学校資料に役立つデザイン 押さえたい三カ条! (10)読みやすく見やすい資料

eye-catch_1024-768_katayama-takahashiオフィス伝わる 片山なつ・高橋佑磨

全10回のこの連載も、最終回を迎えました。先生方の負担にならずに、かつ、より効果的なデザインになるルールを三カ条で紹介してきましたが、実践するとなるとうまくいかない場面に遭遇します。

資料の形式や内容によって、工夫や試行錯誤が必要になりますが、徐々に効率よく資料を作ることができるようになります。デザインは見た目をよくするだけでなく、全体的な生産性を上げる役割を果たします。

最終回は、第1回で使用した学級通信の例を、読みやすく見やすくした二つの例(カラーは電子版で見比べることができます)解説します。今後の資料作成の参考にしてみてください。

ちょっとした手間と工夫で見やすさや印象が大きく変わる
ちょっとした手間と工夫で見やすさや印象が大きく変わる

AFTER(1)=一つ目は、第2回から部分的に使用してきた例の全体像です。第1回の例(BEFORE)と全体的な構造は変えず、3つの項目が縦三段に並んでいます。各項目を枠で囲むのではなく、余白とそろえとグループ化により、項目ごとのまとまりを示しています。手洗い・うがい・睡眠の項目は、強調とアイキャッチを兼ねて枠で囲み、イラストを使用しました。

色については、色覚バリアフリーの観点では、青やオレンジなどがおすすめですが、色数を増やさない工夫として、イラストのクリスマスツリーの緑色を資料のメインカラーとし、枠や小見出しなどに使用しました。フォントは、タイトルにHGS創英角ゴシックUB、小見出しに游ゴシック、本文に游明朝を、枠内の丸ゴシック体は無料フォントの源柔ゴシックを使用しています。
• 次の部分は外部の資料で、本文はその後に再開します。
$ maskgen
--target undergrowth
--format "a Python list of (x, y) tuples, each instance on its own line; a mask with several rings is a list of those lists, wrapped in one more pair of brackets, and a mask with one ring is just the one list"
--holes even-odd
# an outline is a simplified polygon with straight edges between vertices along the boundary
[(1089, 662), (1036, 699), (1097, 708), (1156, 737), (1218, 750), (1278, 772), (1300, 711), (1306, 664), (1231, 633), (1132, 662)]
AFTER(2)=二つ目の例では、白黒印刷を想定して、イラスト以外に色を使用していません。二段組にすることで、1行の長さが短くなり、可読性が高くなります。一段組よりも二段組の方が、文字を小さくしたり行間を狭くしたりすることができ、紙面に載せる情報量を多くできます。中学校や高校では取り入れていきたいレイアウトです。

手洗い・うがい・睡眠の3項目は枠を使わず、そろえと余白でグループ化しています。3学期の予定は本文から取り出して表(AFTER(2)では黒板)にすることで、情報をまとめています。フォントはタイトルと小見出しなど、本文以外はメイリオ、本文は長文でも読みやすい游ゴシックを使用しました。

いかがでしょうか。ちょっとした手間と工夫で資料の見やすさや印象が大きく変わることを実感していただけたでしょうか。一朝一夕にはきれいな資料を作ることはできませんが、新しい時代を築く子供たちに、読みやすく見やすく分かりやすい資料を当たり前のものとして提供できる日が来ることを願っています。